Interview with Kai Ree by Amanda Peukert

April 26, 2022

Longtime tattoo artist and founder of Linework Kai Ree has been in the game for over 17 years. During that time, Kai has owned his own studio and managed four shops simultaneously, all the while being continuously forced to utilize unfit tools designed for other industries. Predictably, this vast technological chasm often rendered Kai’s businesses inefficient. Desperate for a common stance and a solution, Kai shared his concerns with peers around the globe and soon realized this problem was not his own – the need for an administrative tattoo tool was astoundingly universal. Kai took the time to talk about his experience in tattooing, why he exchanged his station for a software startup, and what makes Linework, well…work.

Linework: How and when did you get your start in tattooing?

Kai: When I was around 18, I realized school wasn’t really for me. I attended art school for a while and eventually asked my mother how she’d react if I started tattooing.

She said it was the worst idea she’d ever heard, so I started right away [laughs].

I worked in a studio called Leading Light for about six years and then I started my own studio called Timeless Tattoo.

Linework: Do you still currently tattoo?

Kai: Unfortunately, I couldn’t start Linework and tattoo at the same time. Linework has been a full-time job since 2017.

Linework: How would you describe your tattooing style?

Kai: I’ve been doing Viking, Norse, and old Norwegian folk tattoos like trolls and such for quite some time. I’ve also done a lot of realism.

Though I can do all styles, I’ve always favored black & gray – it goes much faster and I’m admittedly impatient [laughs].

Linework: What’s your favorite medium aside from tattooing? What or who inspires you?

Kai: Charcoal, but I don’t really dabble in other mediums due to lack of time. As far as influences go, I’ve always been a big fan of the Norwegian artist Theodor Kittelsen; he’s a legend.

His stuff has been used for a lot of black metal cover art because of the subject matter and darkness. Adolph Tidemand and Hans Gude have also been huge sources of inspiration.

Linework: Speaking of inspiration, how and why did you land on the name Linework?

Kai: I originally decided on the name Eazy Ink, but my partner Marius Haaverstad suggested the name Linework and it really stuck.

Linework: When did you first realize there was a need for a tattoo-specific business app?

Kai: I was tattooing and operating my own studio in 2017 and found that with all the administrative duties, structuring, and managing, I was mostly just running around nonstop. I didn’t have time for marketing or anything else.
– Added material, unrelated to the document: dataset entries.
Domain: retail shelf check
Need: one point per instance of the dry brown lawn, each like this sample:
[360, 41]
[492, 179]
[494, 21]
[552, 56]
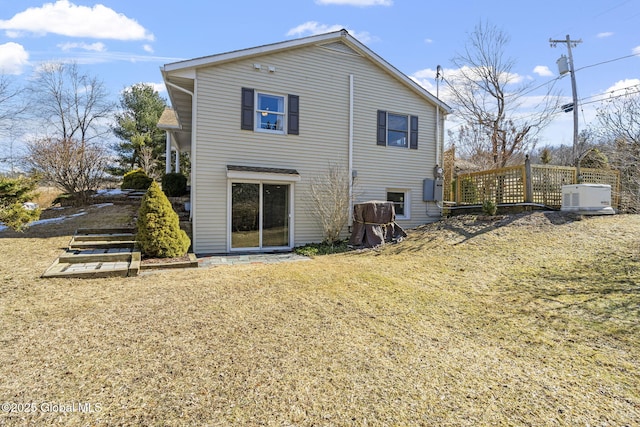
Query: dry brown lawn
[529, 321]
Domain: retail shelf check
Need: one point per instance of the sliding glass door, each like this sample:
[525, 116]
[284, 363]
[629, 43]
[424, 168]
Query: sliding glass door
[260, 216]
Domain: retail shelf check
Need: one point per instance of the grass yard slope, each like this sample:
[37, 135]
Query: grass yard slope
[528, 320]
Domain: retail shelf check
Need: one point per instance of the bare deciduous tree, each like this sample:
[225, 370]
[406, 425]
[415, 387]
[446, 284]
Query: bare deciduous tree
[75, 167]
[330, 198]
[73, 105]
[619, 120]
[489, 95]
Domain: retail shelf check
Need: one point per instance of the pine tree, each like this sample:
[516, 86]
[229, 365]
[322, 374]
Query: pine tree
[159, 234]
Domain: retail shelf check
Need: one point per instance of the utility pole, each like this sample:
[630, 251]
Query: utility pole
[574, 92]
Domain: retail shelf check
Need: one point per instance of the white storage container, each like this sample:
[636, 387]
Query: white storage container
[588, 199]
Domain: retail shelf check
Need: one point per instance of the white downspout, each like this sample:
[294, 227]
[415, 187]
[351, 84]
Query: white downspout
[167, 168]
[194, 115]
[350, 167]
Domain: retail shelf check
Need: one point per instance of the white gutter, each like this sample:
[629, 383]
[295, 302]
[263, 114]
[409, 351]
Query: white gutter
[350, 167]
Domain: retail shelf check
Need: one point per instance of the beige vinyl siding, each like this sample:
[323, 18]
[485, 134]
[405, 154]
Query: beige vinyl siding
[380, 168]
[320, 77]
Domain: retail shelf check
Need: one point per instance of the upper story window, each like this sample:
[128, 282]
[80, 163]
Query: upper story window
[265, 112]
[270, 112]
[397, 130]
I was just stuck.

Linework: Why do you think a lot of tattoo artists are reluctant to adopt some of the emerging industry technology?

Kai: Some people say artists thrive in chaos, but I don't believe that’s true; I think that sounds so much more dramatic than it really is.

It's honestly just hard to find time to learn new systems. I mean, there are so many instances where I tell myself, “I’m going to make time tomorrow to learn this or do that,” but I just never get around to it.

With Linework, it doesn’t require such a daunting commitment – the software is very simple and effective.

Linework: Why is an app like Linework important to the industry?

Kai: Take the barbering and hairdressing industries, for example – there are maybe 1,000 options in terms of available software.

In the tattoo industry, there are almost none.

I don’t think most people understand how huge and unique this industry really is, and that it actually requires industry-specific tools.

Running a tattoo studio or managing your own tattoo business is actually far more complex than it seems.

Typically, we end up having to use generic systems that have very limited, basic functionality – and “basic” doesn’t always mean simple.

To be able to run a smooth tattoo business you have to have a mix of different tools, software, and hardware – Linework solves this by consolidating all of those things into one app.

Tattooing is not taboo anymore; I think it’s finally time the industry and its artists are taken seriously.

And if Linework can take care of the administrative work for studios and artists, that means more time for them to focus on drawing, tattooing, business-building, and making their mark in more ways than one.